Hadis tersebut menjelaskan bahwa Rasulullah khawatir jika beliau terus menjadi imam salat tarawih, Allah akan menurunkan wahyu untuk mewajibkan salat tarawih kepada umatnya karena belum tentu umat yang akan datang kemudian bersemangat dan memiliki kemampuan yang sama untuk menjalankan salat tarawih seperti pada zamannya.

Barulah pada zaman Khalifah Umar bin Khattab beliau berinisiatif menggelarnya secara berjamaah karena melihat umat Islam saat itu tidak kompak melaksanakan salat tarawih.

Maka salat tarawih dirumah itu tidaklah buruk, karena pada mulanya Rasulullah pun salat tarawih dirumah. Apalagi saat terjadi pandemik seperti sekarang, agaknya salat atau ibadah apa pun jika dilakukan di rumah bukan suatu masalah yang berlebihan.

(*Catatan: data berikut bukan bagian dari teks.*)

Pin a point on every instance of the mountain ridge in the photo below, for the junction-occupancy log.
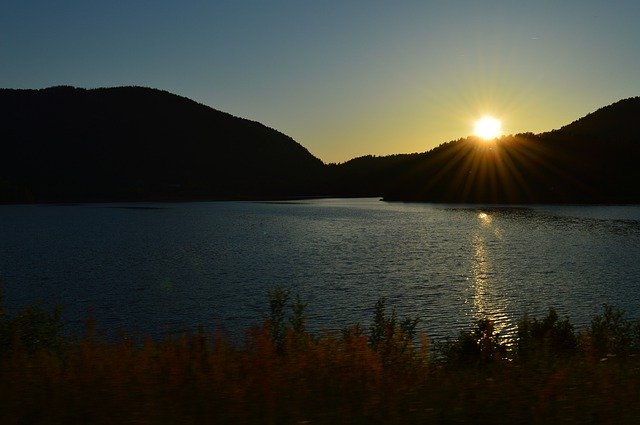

Jika kita ingat kaidah ushul fiqih La Dharara wa La Dhirara yang artinya tidak boleh memudharatkan dan tidak boleh dimudharatkan atau tafsirannya Prof. Quraish Shihab adalah “Tidak boleh ada hal yang memberi mudhorot pada diri, tidak juga kepada orang lain.” Waallahu’alam.